# Thread: Solutions to recurrence relations

1. ## Solutions to recurrence relations

Could anyone point me in the right direction with these two questions, I am lost on where to start.

An=-An-1, a0 = 5 (Note: n-1 is a subscript)
An=An-1 + 3, a0 = 1

2. Hello, vexiked1

You haven't told us what we're supposed to do.
But I'll assume we want the formula for the $n^{th}$ term.

$(1)\;\;A_n \:=\:-A_{n-1},\;\; A_0 = 5$

It says: each term is the negative of the preceding term.

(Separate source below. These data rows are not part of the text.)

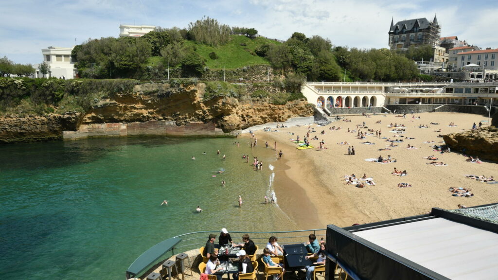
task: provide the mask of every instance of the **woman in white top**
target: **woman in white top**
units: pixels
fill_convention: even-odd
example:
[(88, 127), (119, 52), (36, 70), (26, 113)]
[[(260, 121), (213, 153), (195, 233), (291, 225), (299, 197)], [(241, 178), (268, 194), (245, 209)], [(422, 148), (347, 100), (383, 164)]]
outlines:
[[(209, 257), (209, 261), (206, 264), (206, 271), (204, 273), (207, 275), (215, 275), (218, 271), (221, 269), (221, 267), (216, 268), (216, 266), (220, 265), (220, 261), (218, 259), (218, 256), (214, 254), (212, 254)], [(218, 280), (222, 280), (223, 274), (216, 274)]]
[(266, 248), (270, 250), (270, 256), (282, 256), (283, 255), (283, 249), (277, 243), (277, 238), (272, 236), (268, 240), (268, 244), (266, 244)]

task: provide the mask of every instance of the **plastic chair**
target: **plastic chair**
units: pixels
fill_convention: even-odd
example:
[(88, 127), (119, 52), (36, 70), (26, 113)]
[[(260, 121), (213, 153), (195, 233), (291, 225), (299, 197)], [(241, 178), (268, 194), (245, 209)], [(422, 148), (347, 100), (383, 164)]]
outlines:
[(206, 255), (204, 254), (205, 251), (204, 246), (202, 246), (199, 249), (199, 252), (201, 253), (201, 257), (202, 257), (202, 261), (206, 263), (208, 262), (208, 261), (209, 261), (209, 258), (206, 256)]
[[(274, 263), (278, 263), (278, 258), (276, 257), (273, 257), (271, 258), (271, 261)], [(275, 275), (277, 274), (280, 274), (282, 273), (283, 271), (283, 268), (280, 266), (278, 267), (270, 267), (268, 266), (268, 264), (266, 264), (264, 262), (263, 262), (263, 264), (264, 264), (264, 273), (266, 274), (266, 278), (265, 280), (268, 280), (268, 277), (270, 275)], [(283, 280), (283, 274), (282, 275), (282, 279), (281, 280)]]
[(252, 267), (254, 268), (254, 271), (250, 273), (245, 273), (241, 274), (239, 275), (239, 279), (245, 279), (246, 280), (256, 280), (256, 272), (257, 271), (257, 262), (252, 262), (251, 263), (252, 264)]
[[(199, 264), (199, 274), (202, 274), (204, 273), (206, 271), (206, 264), (204, 263), (201, 263)], [(218, 279), (216, 278), (216, 275), (213, 275), (212, 274), (207, 274), (208, 279), (209, 280), (217, 280)]]
[(315, 270), (313, 272), (313, 280), (316, 280), (316, 273), (317, 272), (325, 272), (325, 265), (315, 267)]

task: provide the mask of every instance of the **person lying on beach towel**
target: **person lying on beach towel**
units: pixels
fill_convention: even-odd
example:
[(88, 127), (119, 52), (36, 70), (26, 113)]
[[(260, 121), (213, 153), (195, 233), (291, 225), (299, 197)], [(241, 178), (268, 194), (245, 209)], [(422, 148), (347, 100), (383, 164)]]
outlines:
[(411, 187), (411, 184), (408, 184), (408, 183), (398, 183), (398, 186), (400, 188), (407, 188), (408, 187)]

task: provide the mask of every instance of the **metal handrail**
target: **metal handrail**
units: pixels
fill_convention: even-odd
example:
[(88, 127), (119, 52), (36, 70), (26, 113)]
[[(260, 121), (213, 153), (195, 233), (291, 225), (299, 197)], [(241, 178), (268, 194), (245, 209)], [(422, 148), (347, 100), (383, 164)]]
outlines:
[[(231, 235), (233, 240), (236, 238), (241, 238), (242, 239), (242, 235), (244, 234), (248, 234), (250, 235), (256, 235), (255, 236), (251, 236), (251, 240), (253, 241), (256, 241), (254, 242), (255, 244), (257, 245), (264, 245), (266, 246), (267, 243), (267, 241), (268, 238), (270, 236), (275, 235), (280, 235), (278, 236), (279, 240), (284, 240), (283, 242), (280, 242), (279, 243), (282, 245), (285, 244), (290, 244), (293, 243), (298, 243), (303, 241), (303, 239), (305, 238), (307, 238), (307, 235), (291, 235), (287, 236), (286, 234), (292, 234), (296, 233), (301, 233), (305, 232), (312, 232), (315, 235), (317, 236), (317, 239), (319, 239), (320, 237), (325, 237), (325, 233), (321, 234), (317, 234), (317, 232), (320, 231), (325, 231), (327, 229), (314, 229), (309, 230), (300, 230), (295, 231), (269, 231), (269, 232), (257, 232), (257, 231), (232, 231), (230, 233), (233, 235)], [(211, 233), (218, 234), (220, 232), (219, 230), (211, 230), (211, 231), (196, 231), (193, 232), (189, 232), (188, 233), (184, 233), (183, 234), (180, 234), (179, 235), (177, 235), (174, 236), (172, 238), (175, 239), (180, 239), (181, 241), (178, 243), (176, 245), (172, 248), (170, 250), (164, 252), (160, 256), (158, 256), (158, 258), (162, 257), (163, 259), (167, 259), (172, 256), (175, 254), (178, 254), (180, 253), (183, 253), (187, 251), (190, 251), (192, 250), (194, 250), (196, 249), (199, 249), (201, 247), (204, 246), (206, 244), (206, 242), (207, 241), (207, 237), (209, 234)], [(198, 235), (198, 236), (196, 236), (196, 235)], [(202, 235), (202, 236), (201, 235)], [(266, 237), (263, 237), (262, 236), (258, 236), (257, 235), (265, 235)], [(239, 236), (239, 235), (240, 236)], [(258, 242), (260, 240), (264, 240), (265, 241), (262, 242)], [(167, 240), (167, 239), (166, 240)], [(202, 240), (202, 241), (201, 241)], [(163, 242), (165, 241), (161, 241)], [(141, 257), (142, 255), (140, 255)], [(136, 261), (136, 260), (135, 260)], [(159, 262), (160, 263), (161, 262)], [(157, 265), (157, 264), (149, 264), (148, 266), (144, 267), (140, 271), (139, 273), (143, 273), (144, 271), (147, 271), (147, 270), (155, 265)], [(128, 279), (129, 277), (132, 276), (130, 274), (127, 273), (126, 273), (126, 279)], [(134, 277), (135, 275), (132, 276)]]

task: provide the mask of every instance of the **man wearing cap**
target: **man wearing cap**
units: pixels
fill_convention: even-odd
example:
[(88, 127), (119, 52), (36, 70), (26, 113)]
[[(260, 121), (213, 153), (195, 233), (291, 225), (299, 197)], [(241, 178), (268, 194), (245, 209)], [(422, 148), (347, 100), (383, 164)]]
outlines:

So the sequence is: . $5,\:\text{-}5,\;5,\:\text{-}5,\;5,\:\text{-}5,\;\hdots$

The general term is: . $A_n \:=\:(\text{-}1)^{n-1}\cdot 5$

$(2)\;\;A_n\:=\:A_{n-1} + 3,\;\;A_0 = 1$

It says: Each term is three more than the preceding term.

So the sequence is: . $1,\:4,\:7,\:10,\:13,\:\hdots$

The general term is: . $A_n \;=\;3n-2$

3. My apologies.... I am to find the solution to the recurrence relations with the given initial conditions. So does this still apply? So the basic approach is to find the sequence first then?

I am also having trouble with:

An=2An-1 -3, a0 = -1
An=(n+1)An-1, a0=2
An=2nAn-1, a0=3
An=-An-1 + n - 1, a0 = 7